Saint-Just-sama feels similar to Sato Sei. Both of them had undying loves and heartbreak, but whereas Sei chopped her hair off and adopted a carefree attitude to hide her feelings, Saint-Just sama turned to drugs. It's not even implied. She smokes and regularly pops painkillers and sedatives (all at the same time) to try and take the edge off. Everyone at school knows it too, but they don't care cause she does as she pleases, dresses like Beethoven, and looks damn cool. There's even one scene where Nanako's sent to get drugs from her to help Kaoru out. Speaking of Kaoru Orihara, the princely character, she reminds me of a combination of Rei and Yoshino. She's the sporty type (basketball) and she went through some kind of chest surgery in the past. Miya-sama reminds me of Yoko, kinda. In season 2 of Maria-sama it was hinted that Yoko helped everyone out around her, but she seemed a bit cold about it. There's still this sense that behind her smirk she's still a good person, but Miya-sama is, to put it nicely, diabolical. She screws with people's feelings, lives in her own past, and doesn't seem above offing people that slight her.
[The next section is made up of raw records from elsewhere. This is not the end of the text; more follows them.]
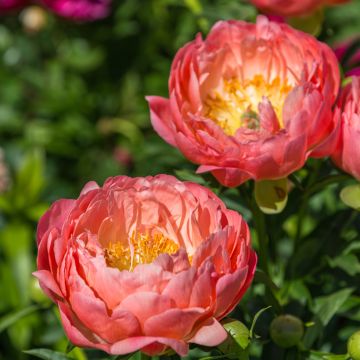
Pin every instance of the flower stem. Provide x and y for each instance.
(258, 218)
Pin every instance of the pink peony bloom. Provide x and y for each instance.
(293, 7)
(250, 101)
(347, 153)
(6, 5)
(144, 264)
(80, 10)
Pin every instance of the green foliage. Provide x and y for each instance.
(73, 109)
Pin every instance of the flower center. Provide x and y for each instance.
(235, 104)
(142, 249)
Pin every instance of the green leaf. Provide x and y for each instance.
(326, 307)
(319, 355)
(256, 317)
(12, 318)
(347, 262)
(29, 180)
(350, 195)
(311, 24)
(46, 354)
(238, 331)
(271, 195)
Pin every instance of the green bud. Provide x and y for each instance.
(286, 331)
(354, 346)
(238, 340)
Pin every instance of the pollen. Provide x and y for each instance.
(141, 249)
(234, 104)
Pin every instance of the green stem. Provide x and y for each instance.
(304, 205)
(260, 227)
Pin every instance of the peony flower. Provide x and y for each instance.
(293, 7)
(80, 10)
(6, 5)
(250, 101)
(144, 264)
(347, 112)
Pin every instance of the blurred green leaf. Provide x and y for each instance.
(46, 354)
(311, 24)
(325, 307)
(12, 318)
(271, 195)
(238, 331)
(347, 262)
(318, 355)
(256, 317)
(350, 195)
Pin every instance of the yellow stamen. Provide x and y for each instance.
(142, 249)
(235, 104)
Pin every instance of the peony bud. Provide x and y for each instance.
(354, 346)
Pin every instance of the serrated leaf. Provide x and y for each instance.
(271, 195)
(350, 195)
(47, 354)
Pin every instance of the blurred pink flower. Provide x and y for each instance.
(293, 7)
(250, 101)
(347, 153)
(144, 264)
(80, 10)
(6, 5)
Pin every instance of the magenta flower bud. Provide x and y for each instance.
(80, 10)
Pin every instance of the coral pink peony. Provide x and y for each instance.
(347, 153)
(144, 263)
(250, 101)
(293, 7)
(80, 10)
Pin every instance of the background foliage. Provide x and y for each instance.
(72, 109)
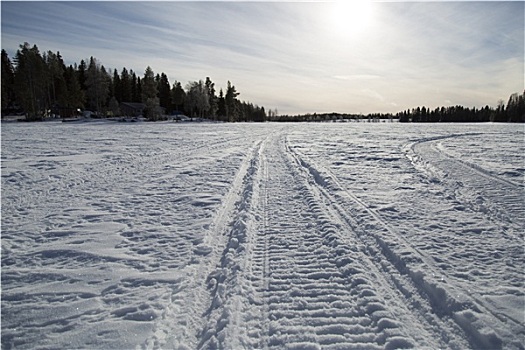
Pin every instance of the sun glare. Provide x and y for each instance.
(351, 17)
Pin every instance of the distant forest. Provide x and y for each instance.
(40, 86)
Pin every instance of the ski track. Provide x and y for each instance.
(272, 236)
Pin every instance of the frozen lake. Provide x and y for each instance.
(298, 236)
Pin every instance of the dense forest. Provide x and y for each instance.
(41, 85)
(512, 112)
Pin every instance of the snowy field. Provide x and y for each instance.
(272, 236)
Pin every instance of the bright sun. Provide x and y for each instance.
(351, 17)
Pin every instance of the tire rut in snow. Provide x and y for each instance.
(196, 315)
(500, 199)
(319, 290)
(417, 278)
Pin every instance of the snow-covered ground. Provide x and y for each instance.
(232, 236)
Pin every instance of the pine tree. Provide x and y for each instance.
(231, 105)
(197, 98)
(75, 95)
(97, 83)
(149, 96)
(126, 86)
(8, 78)
(177, 95)
(117, 86)
(81, 71)
(221, 105)
(30, 84)
(164, 92)
(212, 99)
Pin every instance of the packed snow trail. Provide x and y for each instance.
(262, 236)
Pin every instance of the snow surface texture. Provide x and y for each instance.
(296, 236)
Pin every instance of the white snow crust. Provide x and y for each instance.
(262, 236)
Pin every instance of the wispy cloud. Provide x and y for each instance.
(287, 55)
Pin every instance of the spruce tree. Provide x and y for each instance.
(8, 78)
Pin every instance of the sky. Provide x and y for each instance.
(296, 57)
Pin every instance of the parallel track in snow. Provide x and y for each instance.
(415, 278)
(478, 188)
(295, 273)
(295, 260)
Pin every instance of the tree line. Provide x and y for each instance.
(511, 112)
(40, 85)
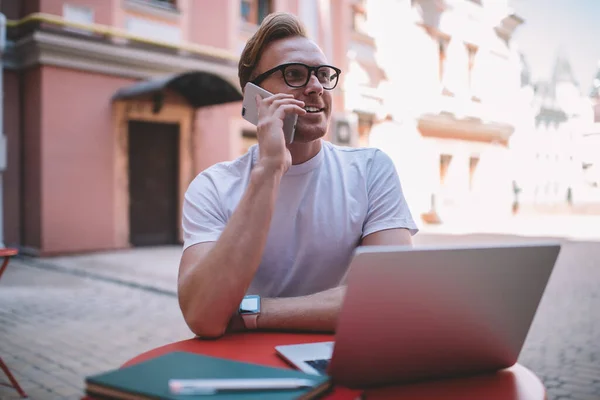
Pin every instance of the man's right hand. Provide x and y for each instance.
(273, 153)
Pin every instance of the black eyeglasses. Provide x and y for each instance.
(297, 75)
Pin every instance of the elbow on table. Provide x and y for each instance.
(205, 327)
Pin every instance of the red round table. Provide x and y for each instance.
(515, 383)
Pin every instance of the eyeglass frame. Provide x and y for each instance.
(260, 78)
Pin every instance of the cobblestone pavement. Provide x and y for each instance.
(57, 326)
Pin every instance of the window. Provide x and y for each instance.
(473, 161)
(443, 53)
(254, 11)
(168, 4)
(445, 160)
(80, 15)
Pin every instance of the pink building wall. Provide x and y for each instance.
(77, 158)
(103, 11)
(12, 175)
(32, 145)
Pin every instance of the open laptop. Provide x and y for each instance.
(430, 312)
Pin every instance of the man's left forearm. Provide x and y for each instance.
(316, 312)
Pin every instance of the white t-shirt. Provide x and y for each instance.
(323, 209)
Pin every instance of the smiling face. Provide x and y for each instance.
(318, 101)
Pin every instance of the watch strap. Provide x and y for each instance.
(250, 321)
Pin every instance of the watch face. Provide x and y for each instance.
(250, 305)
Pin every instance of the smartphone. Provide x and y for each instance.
(250, 111)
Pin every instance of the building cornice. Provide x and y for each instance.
(109, 57)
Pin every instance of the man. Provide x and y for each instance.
(282, 221)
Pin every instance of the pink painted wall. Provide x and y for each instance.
(12, 175)
(32, 171)
(77, 160)
(214, 137)
(102, 9)
(217, 27)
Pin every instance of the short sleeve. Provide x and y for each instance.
(202, 217)
(387, 206)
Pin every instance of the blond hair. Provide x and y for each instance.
(274, 27)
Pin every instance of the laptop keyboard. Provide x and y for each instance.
(319, 365)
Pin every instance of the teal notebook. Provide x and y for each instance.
(149, 379)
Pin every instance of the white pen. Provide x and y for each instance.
(212, 386)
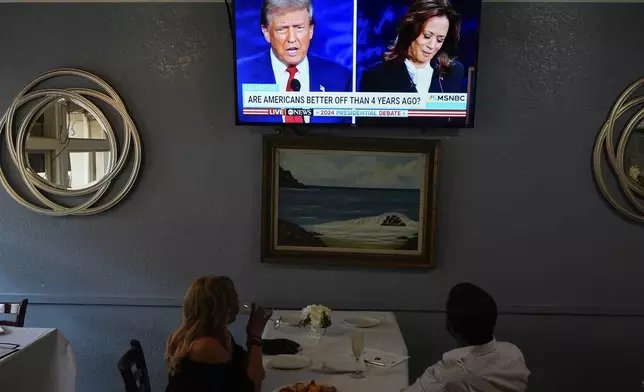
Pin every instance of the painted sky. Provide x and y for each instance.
(355, 170)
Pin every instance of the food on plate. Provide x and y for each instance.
(311, 387)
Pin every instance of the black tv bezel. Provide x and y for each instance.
(470, 112)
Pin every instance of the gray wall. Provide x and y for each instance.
(519, 214)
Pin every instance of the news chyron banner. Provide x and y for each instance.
(267, 100)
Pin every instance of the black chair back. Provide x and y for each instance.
(17, 308)
(134, 370)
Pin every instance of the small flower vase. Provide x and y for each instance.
(317, 332)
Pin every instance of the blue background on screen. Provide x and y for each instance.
(378, 20)
(332, 39)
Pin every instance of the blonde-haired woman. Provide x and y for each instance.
(202, 355)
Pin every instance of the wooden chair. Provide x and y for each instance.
(134, 370)
(17, 308)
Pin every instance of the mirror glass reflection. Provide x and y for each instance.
(634, 156)
(67, 146)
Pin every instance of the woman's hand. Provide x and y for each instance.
(257, 322)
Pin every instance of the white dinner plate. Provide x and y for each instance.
(291, 320)
(362, 321)
(290, 385)
(289, 362)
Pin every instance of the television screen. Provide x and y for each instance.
(360, 62)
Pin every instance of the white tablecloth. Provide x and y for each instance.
(45, 361)
(337, 341)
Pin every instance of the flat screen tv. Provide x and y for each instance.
(356, 62)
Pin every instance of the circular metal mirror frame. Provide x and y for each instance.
(605, 147)
(36, 184)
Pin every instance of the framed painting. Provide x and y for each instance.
(349, 201)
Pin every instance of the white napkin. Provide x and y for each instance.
(383, 359)
(342, 364)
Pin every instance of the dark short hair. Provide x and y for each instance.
(419, 12)
(471, 313)
(269, 6)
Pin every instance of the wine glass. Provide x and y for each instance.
(357, 346)
(246, 308)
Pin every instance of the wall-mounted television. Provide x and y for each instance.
(356, 62)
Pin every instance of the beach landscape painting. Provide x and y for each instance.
(349, 201)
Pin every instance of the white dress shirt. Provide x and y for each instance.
(492, 367)
(422, 77)
(281, 76)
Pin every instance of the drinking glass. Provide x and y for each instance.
(357, 347)
(246, 308)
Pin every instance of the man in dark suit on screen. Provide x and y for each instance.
(288, 27)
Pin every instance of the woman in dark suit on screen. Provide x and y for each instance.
(422, 58)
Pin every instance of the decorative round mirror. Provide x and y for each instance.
(63, 145)
(620, 149)
(68, 147)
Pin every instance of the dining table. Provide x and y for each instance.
(336, 343)
(36, 359)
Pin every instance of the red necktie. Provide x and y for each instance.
(292, 70)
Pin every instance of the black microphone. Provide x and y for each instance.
(296, 85)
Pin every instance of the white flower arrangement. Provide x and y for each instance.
(316, 316)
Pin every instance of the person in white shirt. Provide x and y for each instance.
(481, 363)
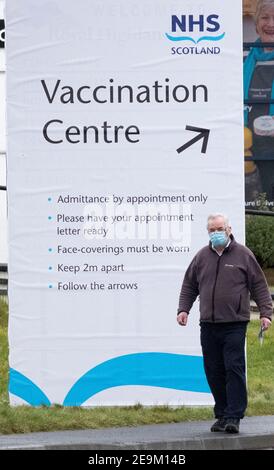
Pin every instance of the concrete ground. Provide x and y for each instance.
(255, 433)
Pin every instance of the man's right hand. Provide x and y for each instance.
(182, 318)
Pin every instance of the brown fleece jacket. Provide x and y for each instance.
(224, 284)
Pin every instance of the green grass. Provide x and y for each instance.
(26, 419)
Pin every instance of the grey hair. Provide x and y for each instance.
(260, 5)
(214, 216)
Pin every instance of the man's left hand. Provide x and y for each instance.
(265, 323)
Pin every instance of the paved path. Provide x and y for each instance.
(256, 433)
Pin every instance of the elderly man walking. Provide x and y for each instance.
(223, 274)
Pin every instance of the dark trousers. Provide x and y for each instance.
(223, 346)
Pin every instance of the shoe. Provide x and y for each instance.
(232, 425)
(219, 425)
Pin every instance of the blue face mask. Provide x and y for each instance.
(218, 239)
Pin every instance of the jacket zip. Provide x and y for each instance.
(214, 287)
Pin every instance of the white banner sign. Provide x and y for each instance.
(124, 132)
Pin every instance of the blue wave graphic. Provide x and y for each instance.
(24, 388)
(175, 371)
(188, 38)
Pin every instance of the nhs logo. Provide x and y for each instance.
(195, 28)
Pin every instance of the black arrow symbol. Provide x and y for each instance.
(203, 134)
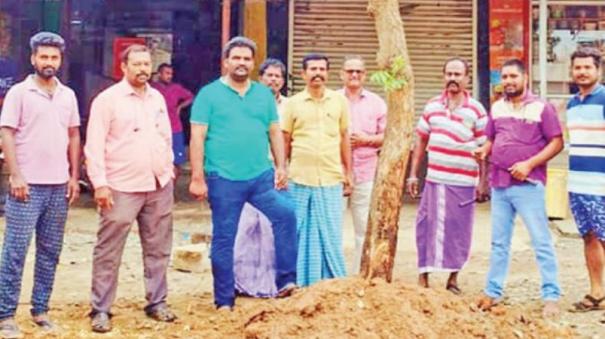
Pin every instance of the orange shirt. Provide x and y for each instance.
(129, 140)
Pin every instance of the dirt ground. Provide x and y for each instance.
(340, 308)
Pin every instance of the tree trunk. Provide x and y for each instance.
(381, 237)
(255, 28)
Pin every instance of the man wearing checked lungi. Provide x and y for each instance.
(450, 128)
(315, 125)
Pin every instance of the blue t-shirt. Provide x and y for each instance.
(237, 143)
(586, 126)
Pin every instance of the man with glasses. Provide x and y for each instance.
(368, 121)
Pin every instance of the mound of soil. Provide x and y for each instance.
(339, 308)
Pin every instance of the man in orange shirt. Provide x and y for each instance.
(129, 158)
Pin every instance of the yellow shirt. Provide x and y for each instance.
(316, 127)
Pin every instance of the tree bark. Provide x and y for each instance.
(381, 236)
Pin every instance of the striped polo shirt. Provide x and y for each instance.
(586, 126)
(452, 136)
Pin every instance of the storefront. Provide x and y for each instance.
(184, 33)
(567, 25)
(435, 31)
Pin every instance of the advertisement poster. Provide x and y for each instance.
(509, 36)
(119, 45)
(8, 67)
(160, 45)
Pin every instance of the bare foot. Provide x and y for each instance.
(550, 310)
(485, 303)
(44, 322)
(423, 280)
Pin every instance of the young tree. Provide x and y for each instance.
(381, 237)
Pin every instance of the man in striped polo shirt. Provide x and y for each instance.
(523, 134)
(586, 182)
(450, 128)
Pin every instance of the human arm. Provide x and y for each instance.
(418, 156)
(198, 187)
(19, 188)
(277, 148)
(96, 137)
(73, 186)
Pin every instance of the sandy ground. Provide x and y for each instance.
(345, 308)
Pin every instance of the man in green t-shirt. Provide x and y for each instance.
(233, 121)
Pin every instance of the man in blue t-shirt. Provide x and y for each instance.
(586, 180)
(233, 120)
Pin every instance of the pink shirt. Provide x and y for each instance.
(368, 116)
(129, 140)
(174, 94)
(41, 124)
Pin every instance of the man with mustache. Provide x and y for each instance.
(233, 122)
(254, 253)
(586, 179)
(129, 160)
(450, 128)
(368, 121)
(40, 129)
(272, 73)
(316, 131)
(523, 134)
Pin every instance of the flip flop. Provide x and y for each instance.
(9, 329)
(454, 289)
(581, 307)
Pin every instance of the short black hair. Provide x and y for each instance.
(467, 67)
(517, 63)
(315, 56)
(135, 48)
(588, 52)
(272, 62)
(239, 41)
(164, 65)
(46, 39)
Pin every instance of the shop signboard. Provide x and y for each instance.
(509, 36)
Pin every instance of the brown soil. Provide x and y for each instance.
(341, 308)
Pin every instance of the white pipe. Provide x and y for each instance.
(542, 45)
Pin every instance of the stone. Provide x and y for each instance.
(191, 258)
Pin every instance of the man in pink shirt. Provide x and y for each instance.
(177, 97)
(129, 158)
(368, 120)
(41, 143)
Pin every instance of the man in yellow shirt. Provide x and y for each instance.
(315, 124)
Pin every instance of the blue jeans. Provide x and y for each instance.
(528, 201)
(45, 214)
(227, 198)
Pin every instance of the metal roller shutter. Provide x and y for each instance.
(435, 30)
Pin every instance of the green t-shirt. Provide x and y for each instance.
(237, 143)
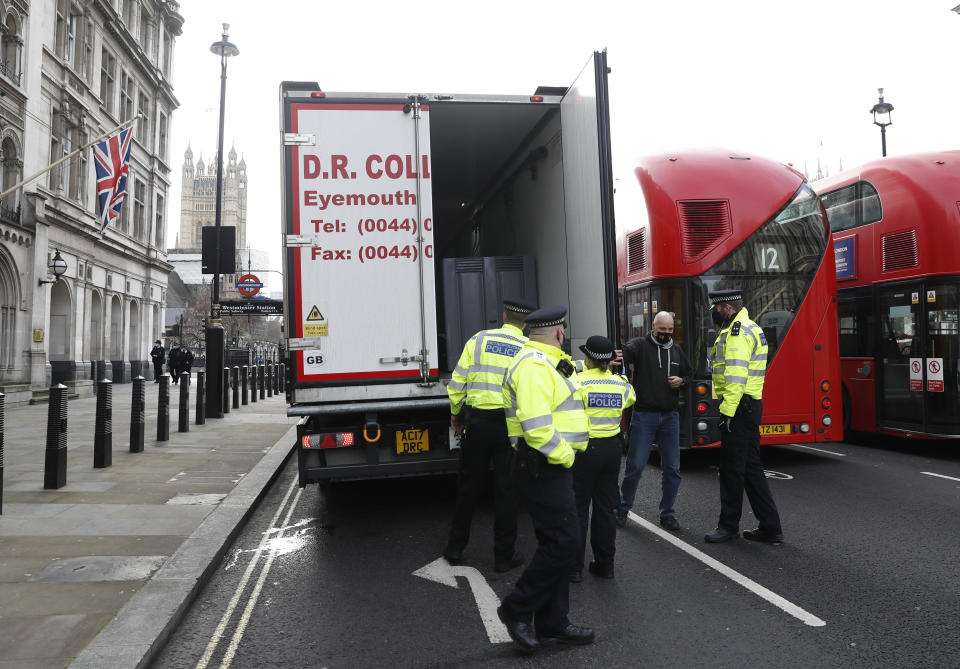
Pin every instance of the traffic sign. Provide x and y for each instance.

If Miya's crazy, then wait till you meet Mariko Shinobu -- she's, to use the clinical term, "cray cray." She has Shimako's doll-like prettiness and Sachiko's hatred of men dialed up to eleven. Oh, remember how Sachiko was all aloof and tried to fit in with her daycare classmates by watching the same TV shows or taking the bus instead of the family car, but she still didn't make any friends anyway? Mariko's got that dialed up to a million and it leads to one of my favorite scenes in the show.
So yeah, because I can draw so many parallels between both shows, I really enjoy
Dear Brother, and without any more
Maria-sama (for me) it's a decent stand in.
Maria-sama implies a lot of the darker aspects of life but never really went there;
Dear Brother dives right in. I still can't believe Nanako can remain so cheerful after what she's seen and the attempts on her life, but that could speak to her resilience -- I guess. She should probably really transfer schools.
I'm looking forward to watching more.